While philosophers have pondered all its metaphorical and multifaceted meanings, in the context of this discussion, this expression is aligned with the importance of effective professional communication.
This means ensuring your core constituents, those who are an extension of you and your business, have an open and honest relationship with each other that is supervised and supported by you.
Fact is though, getting compartmentalised departments to work in unison is an exercise of professional co-ordination, as is ensuring these divisions continue to feed each other the time, energy and information to grow and survive.
But challenging or not, bridging the communication chasm between coexisting components of a company is an absolute must do; it is the hallmark of a business’ best friends — efficiency and productivity.
Needless to say, communication is particularly important when ‘risk creators’ such as salespeople, marketers and buyers are involved — for example, those whose actions or inactions have a direct impact on the bottom line.
Synchronicity
Smart business practise demands an holistic approach be employed and this is about synchronising departments that work simultaneously. Because having a collective team working in disconnected entities is like having a security net with holes in it — just pointless. You’re pouring resource, time and energy in, but losing it at an equal or even higher rate due to poor decisions being made and a prolonged failure to recognise that fact. Quite simply, a breakdown in communication can lead to a breakup between you and your company and yes, it will hurt — emotionally and financially.
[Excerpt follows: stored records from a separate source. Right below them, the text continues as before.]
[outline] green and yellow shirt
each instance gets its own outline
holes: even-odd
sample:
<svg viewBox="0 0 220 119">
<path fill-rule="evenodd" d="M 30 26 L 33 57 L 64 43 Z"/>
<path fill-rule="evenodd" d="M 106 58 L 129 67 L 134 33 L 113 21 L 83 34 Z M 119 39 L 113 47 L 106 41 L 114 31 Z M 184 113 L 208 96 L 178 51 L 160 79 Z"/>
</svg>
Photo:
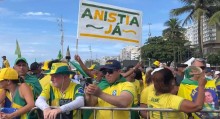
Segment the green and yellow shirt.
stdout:
<svg viewBox="0 0 220 119">
<path fill-rule="evenodd" d="M 81 85 L 70 82 L 68 88 L 61 93 L 60 90 L 52 84 L 48 84 L 43 88 L 40 96 L 46 98 L 49 101 L 50 106 L 62 106 L 76 99 L 77 96 L 84 96 L 84 91 Z M 68 118 L 78 119 L 81 117 L 77 110 L 66 112 Z"/>
<path fill-rule="evenodd" d="M 101 88 L 101 90 L 104 93 L 107 93 L 109 95 L 113 96 L 119 96 L 123 91 L 127 91 L 131 93 L 131 95 L 134 97 L 135 94 L 135 87 L 132 83 L 127 82 L 126 79 L 122 76 L 120 76 L 120 79 L 117 80 L 113 84 L 109 84 L 106 79 L 102 80 L 98 86 Z M 123 101 L 123 100 L 120 100 Z M 129 107 L 132 107 L 132 103 L 129 105 Z M 107 103 L 106 101 L 98 98 L 98 104 L 97 107 L 115 107 L 114 105 L 111 105 Z M 108 111 L 108 110 L 98 110 L 97 119 L 129 119 L 130 118 L 130 111 Z"/>
</svg>

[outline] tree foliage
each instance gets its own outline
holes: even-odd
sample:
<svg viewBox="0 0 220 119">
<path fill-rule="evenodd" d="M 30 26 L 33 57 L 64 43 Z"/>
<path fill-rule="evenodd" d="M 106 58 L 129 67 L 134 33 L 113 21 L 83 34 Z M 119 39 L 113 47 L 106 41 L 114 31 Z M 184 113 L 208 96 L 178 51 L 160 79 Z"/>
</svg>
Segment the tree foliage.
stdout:
<svg viewBox="0 0 220 119">
<path fill-rule="evenodd" d="M 185 40 L 165 40 L 162 36 L 152 37 L 141 48 L 141 57 L 166 62 L 168 65 L 174 60 L 181 62 L 187 57 L 187 48 L 183 45 Z M 178 58 L 179 56 L 179 58 Z M 179 60 L 178 60 L 179 59 Z"/>
<path fill-rule="evenodd" d="M 198 44 L 199 53 L 203 57 L 202 50 L 202 35 L 201 35 L 201 20 L 202 16 L 209 17 L 207 14 L 211 14 L 211 8 L 213 5 L 218 5 L 219 0 L 181 0 L 184 6 L 180 8 L 175 8 L 171 10 L 171 14 L 174 16 L 179 16 L 181 14 L 189 13 L 188 16 L 183 21 L 183 25 L 191 21 L 196 21 L 198 23 Z"/>
</svg>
The subsequent losses eventuating from business blunders may not happen overnight, but progressively the cross-purpose decisions being made, in conjunction with general misunderstandings, misinterpretations and digressions from important tasks, will inevitably take a cumulative toll — and it’s unlikely the outcome of these professional faux pas’ will have ‘positive’ written all over it.
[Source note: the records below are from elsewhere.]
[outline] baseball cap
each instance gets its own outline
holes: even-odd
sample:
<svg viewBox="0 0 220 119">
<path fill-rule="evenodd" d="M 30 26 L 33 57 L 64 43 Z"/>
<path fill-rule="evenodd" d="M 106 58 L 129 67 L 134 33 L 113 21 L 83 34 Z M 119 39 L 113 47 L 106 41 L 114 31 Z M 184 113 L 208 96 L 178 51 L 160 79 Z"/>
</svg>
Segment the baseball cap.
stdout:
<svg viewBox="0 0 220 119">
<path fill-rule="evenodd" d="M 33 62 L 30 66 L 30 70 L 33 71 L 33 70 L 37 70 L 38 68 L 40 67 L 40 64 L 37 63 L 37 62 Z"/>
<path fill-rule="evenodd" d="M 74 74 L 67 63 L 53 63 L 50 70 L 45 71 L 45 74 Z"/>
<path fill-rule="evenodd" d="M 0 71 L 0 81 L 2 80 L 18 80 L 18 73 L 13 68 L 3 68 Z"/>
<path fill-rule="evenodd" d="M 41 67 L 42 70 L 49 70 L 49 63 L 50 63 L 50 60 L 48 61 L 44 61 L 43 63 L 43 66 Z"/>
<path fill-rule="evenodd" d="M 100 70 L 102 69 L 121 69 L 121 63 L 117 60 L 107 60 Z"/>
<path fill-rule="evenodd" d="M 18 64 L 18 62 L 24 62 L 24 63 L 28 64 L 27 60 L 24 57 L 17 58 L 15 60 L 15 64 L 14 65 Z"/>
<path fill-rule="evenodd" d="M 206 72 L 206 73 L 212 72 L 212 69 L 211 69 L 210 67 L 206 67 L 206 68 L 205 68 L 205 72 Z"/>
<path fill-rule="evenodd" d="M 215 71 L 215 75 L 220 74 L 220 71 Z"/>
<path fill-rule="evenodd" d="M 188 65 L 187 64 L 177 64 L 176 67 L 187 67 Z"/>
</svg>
The facts speak for themselves. Around 220 organisations employing 32,000 New Zealanders took part in the JRA Best Workplaces Survey for 2009 and JRA managing director John Robertson asserts that, based on the results, communication and clarity of purpose were the clear characteristics of success for 2009.
“The top 25 percent of organisations in our 2009 Best Workplaces Survey showed clear differences in the way they managed their people during the recession and significant differences in the levels of engagement they sustained. Communication became more important than ever, as did clarity of purpose and the role everyone had in achieving organisation goals and objectives,” Roberston explains.
“‘We’re all in this together’ was the rallying cry for many and 2009 became a great opportunity to demonstrate what ‘values’ really meant in practice. We’ve heard stories from organisations who experienced the benefits of an engaged workforce as people responded with performance that went way above the norm.”
The bottom line? If communication was not the currency for commercial success, then organisations like the Employers and Manufacturers Association (EMA) would not have implemented personal development programmes to enhance communication skills.